A Standard of Living

心から愛していたのだけれど、どうしても住むことが叶わなかったエリアに、うまいことアパートを見つけて住みやがった元夫が、いま日本に長期出張している。「たまに郵便受けをチェックするお仕事」を頼まれたので、まんまと家に上がりこんでる。

何でも勝手に使っていいと言われたものの、ぜんぜん食材がなかったので、野菜と肉とパスタを買った。我が家と違って、このあたりには飲食店がゴロゴロあるのだけれど、お気に入りの店もあるのだけれど、どこにいてもキッチンがあるかぎりは自炊しなければ気が済まない。自分の好きな量の食事を、自分のために作れないと泣きたくなる。台湾で一度も料理できない4か月の地獄を経験してから、その病気に拍車がかかったような気がする。

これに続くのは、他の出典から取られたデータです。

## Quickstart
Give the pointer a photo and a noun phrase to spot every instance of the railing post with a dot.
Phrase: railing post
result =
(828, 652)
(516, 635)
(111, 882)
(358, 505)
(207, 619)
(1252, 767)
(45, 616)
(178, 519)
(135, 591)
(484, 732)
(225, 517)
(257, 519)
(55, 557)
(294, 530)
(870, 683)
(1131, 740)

湯船があったので、10か月ぶりにお湯に浸かった。冷蔵庫にビールは入ってなかったけど、2リットルぐらいのアイスクリーム(バニラとチョコレート、ひとつずつ)が入ってたので、風呂あがりに食べている。なんだ。この貴族のような気分は。危ない。こんな、人間らしい生活に慣れてしまうのは危ない。思い出しちゃダメだ。もし、この家に食洗機があったら、たぶん終わってた。